The Unknown is a death machine, capable of terrifying his opponents, massacring them to rhythm… literally. Basically we are dealing with a first person shooter where you have to learn to shoot to the rhythm of music. The more you can track it when it hits, the more it feeds a damage multiplier that makes our attacks more and more lethal (up to 16x). When you fail to fire or when you are hit, the multiplier drops, weakening us. Out-of-time attacks still do damage, but are vastly weaker than rhythmic ones. The substance is that shooting wildly does not go anywhere, so much so that we recommend that you evaluate the game well, perhaps by trying the official demo, to those who might have difficulty with such a mechanic (lack of sense of rhythm is not a crime ). Consider that the entire Metal Hellsinger is built around it, including many graphics, both in the interface and in the maps.
There music is the core of the experience, as can also be guessed from some details of the game world: for example, the infernal torches move to the rhythm of the song of the level, in order to give the player a visual hint on when to shoot.
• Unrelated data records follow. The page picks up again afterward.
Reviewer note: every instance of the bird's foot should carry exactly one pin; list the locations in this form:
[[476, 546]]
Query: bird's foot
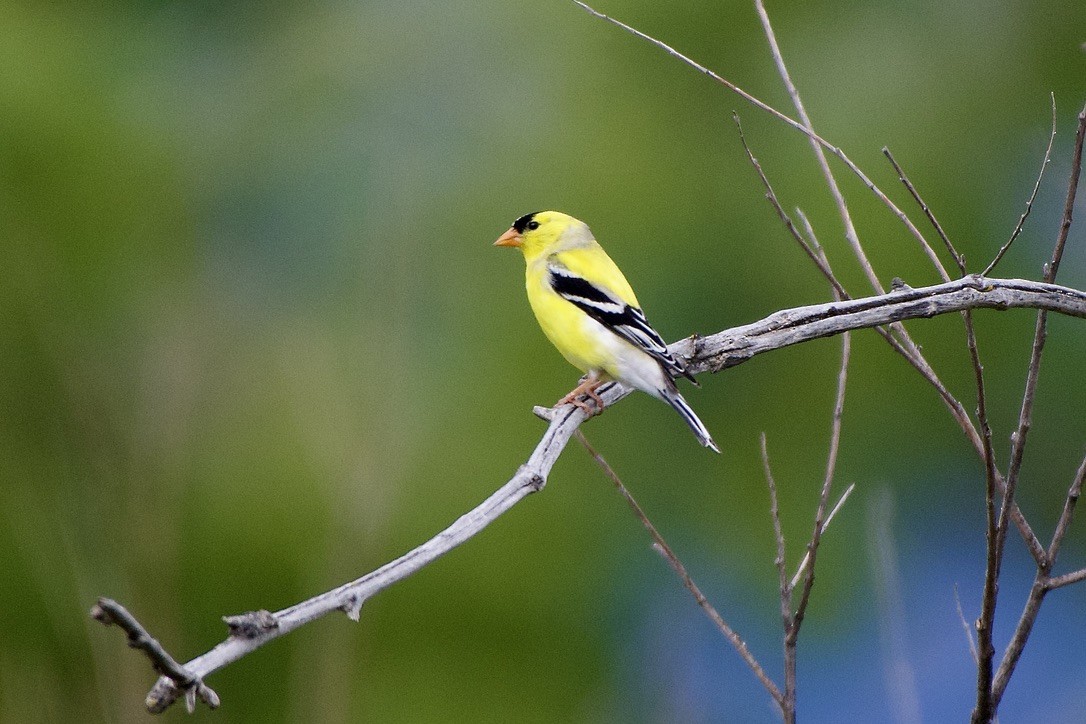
[[588, 388]]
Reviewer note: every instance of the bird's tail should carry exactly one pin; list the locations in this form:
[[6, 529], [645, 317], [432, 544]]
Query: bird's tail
[[671, 396]]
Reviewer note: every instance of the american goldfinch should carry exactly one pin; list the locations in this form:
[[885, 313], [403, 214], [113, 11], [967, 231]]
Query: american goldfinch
[[589, 312]]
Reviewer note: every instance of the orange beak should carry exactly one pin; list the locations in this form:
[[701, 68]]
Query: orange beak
[[510, 238]]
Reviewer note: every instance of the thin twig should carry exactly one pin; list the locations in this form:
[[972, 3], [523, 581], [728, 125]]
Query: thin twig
[[661, 546], [898, 673], [774, 512], [985, 650], [959, 259], [1065, 580], [1042, 582], [831, 465], [715, 352], [110, 612], [829, 519], [1028, 204], [964, 624], [1069, 512], [819, 259], [765, 106], [1042, 585], [787, 701]]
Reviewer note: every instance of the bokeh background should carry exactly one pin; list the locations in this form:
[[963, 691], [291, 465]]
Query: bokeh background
[[254, 342]]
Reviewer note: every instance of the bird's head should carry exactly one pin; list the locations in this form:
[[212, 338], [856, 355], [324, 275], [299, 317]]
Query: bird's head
[[545, 232]]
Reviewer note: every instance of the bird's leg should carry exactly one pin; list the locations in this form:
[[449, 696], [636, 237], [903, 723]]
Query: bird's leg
[[588, 386]]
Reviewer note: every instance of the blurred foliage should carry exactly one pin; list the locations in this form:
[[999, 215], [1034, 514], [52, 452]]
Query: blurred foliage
[[255, 342]]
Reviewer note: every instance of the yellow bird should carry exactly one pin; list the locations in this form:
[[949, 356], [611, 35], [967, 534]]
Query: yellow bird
[[588, 309]]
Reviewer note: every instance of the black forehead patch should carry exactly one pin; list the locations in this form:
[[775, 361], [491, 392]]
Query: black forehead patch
[[521, 223]]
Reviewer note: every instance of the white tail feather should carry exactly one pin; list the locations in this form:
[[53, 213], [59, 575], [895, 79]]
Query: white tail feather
[[672, 397]]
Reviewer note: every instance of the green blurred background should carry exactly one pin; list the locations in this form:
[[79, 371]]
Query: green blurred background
[[255, 342]]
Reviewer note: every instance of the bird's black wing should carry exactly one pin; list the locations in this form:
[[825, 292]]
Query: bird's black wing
[[623, 319]]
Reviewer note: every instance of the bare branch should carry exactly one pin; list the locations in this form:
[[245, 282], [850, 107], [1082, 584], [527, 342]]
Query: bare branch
[[1028, 204], [774, 512], [661, 547], [251, 632], [734, 346], [959, 259], [819, 259], [829, 519], [110, 612], [1069, 510], [765, 106], [1042, 584], [831, 466], [720, 351], [787, 701], [964, 624], [1065, 580]]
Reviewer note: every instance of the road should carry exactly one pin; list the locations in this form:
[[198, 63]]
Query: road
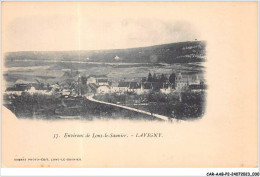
[[165, 118]]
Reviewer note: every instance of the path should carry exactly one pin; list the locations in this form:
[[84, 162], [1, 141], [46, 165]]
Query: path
[[129, 108]]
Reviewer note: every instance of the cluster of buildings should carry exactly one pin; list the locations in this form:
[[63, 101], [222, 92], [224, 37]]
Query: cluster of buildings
[[100, 84]]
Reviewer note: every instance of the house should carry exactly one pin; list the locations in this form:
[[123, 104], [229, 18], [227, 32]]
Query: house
[[181, 82], [102, 81], [97, 79], [17, 89], [123, 87], [103, 89], [167, 88], [197, 88]]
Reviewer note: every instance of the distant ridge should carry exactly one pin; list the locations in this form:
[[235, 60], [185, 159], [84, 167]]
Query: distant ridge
[[181, 52]]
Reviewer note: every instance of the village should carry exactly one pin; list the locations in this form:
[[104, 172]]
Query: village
[[101, 84]]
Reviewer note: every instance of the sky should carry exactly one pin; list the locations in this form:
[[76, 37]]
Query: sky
[[49, 26]]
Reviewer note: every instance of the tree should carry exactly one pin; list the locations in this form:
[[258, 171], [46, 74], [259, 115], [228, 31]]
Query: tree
[[163, 78], [149, 78]]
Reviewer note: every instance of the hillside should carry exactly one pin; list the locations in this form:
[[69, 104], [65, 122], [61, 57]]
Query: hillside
[[182, 52]]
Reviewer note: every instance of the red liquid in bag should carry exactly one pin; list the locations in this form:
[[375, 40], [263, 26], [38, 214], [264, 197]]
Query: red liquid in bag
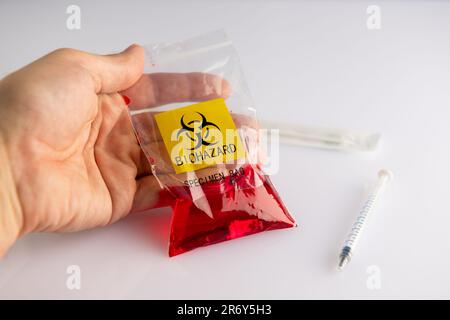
[[238, 205]]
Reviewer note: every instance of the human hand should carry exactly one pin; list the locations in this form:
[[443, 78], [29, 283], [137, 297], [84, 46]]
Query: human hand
[[70, 160]]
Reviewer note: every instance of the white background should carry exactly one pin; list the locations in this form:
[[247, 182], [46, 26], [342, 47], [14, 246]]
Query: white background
[[312, 62]]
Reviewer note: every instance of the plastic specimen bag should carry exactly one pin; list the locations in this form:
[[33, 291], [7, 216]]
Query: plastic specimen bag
[[195, 121]]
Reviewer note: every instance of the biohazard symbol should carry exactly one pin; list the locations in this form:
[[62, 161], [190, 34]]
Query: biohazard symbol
[[198, 131]]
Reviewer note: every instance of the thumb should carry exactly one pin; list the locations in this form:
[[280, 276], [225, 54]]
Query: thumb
[[116, 72]]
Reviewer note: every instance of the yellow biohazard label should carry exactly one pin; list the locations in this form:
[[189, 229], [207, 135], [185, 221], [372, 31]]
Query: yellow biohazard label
[[200, 135]]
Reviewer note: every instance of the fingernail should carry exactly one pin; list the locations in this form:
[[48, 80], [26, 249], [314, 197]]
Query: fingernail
[[126, 99]]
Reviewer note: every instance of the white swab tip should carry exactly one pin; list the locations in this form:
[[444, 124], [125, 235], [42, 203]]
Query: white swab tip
[[386, 173]]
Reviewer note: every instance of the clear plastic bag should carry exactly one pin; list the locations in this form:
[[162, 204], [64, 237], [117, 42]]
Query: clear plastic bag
[[195, 121]]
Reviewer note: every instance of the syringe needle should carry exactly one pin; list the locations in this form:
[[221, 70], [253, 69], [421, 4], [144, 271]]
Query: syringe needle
[[350, 244]]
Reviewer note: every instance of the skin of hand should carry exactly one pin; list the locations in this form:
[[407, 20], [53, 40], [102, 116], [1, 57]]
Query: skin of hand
[[69, 157]]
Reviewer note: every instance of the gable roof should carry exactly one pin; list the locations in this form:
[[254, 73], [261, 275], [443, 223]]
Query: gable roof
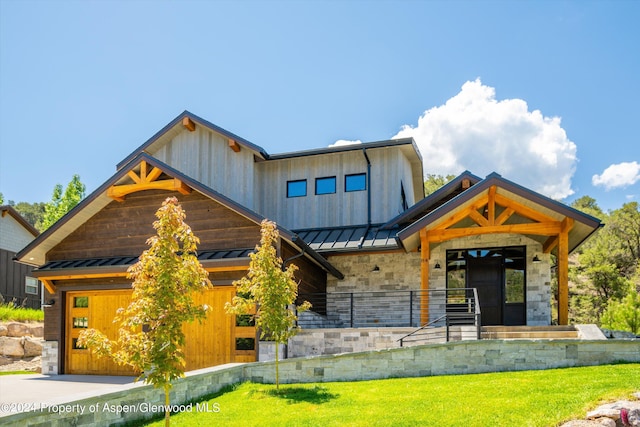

The viewfinder is also built around the music and features pressure indicators. Finally, there is the music itself, a different song for each hell, which increases in intensity as the multiplier increases, coming to have parts sung when the 16X level is reached.
We confess that after some initial disorientation, we found ourselves lost in Metal Hellsinger and its dynamics. As we played we tried to keep in mind the rhythm (1, 2, 1, 2 and so on), to fire only at the right moment, in order to cause massive damage to floating skeletons, armed demons who shoot fireballs at us, ruthless behemoths, armored creatures, infernal insects and all other demonic creatures that populate the game. It must be said that it is not easy to succeed and that often, especially at advanced levels, we end up losing the so-called rhythmic series due to the overwhelming number of enemies. The important thing is to recover immediately, on pain of seeing the multiplier reset to zero or, worse, die, thus having to start the level all over again (as long as you don’t want to sacrifice some of the accumulated points to continue).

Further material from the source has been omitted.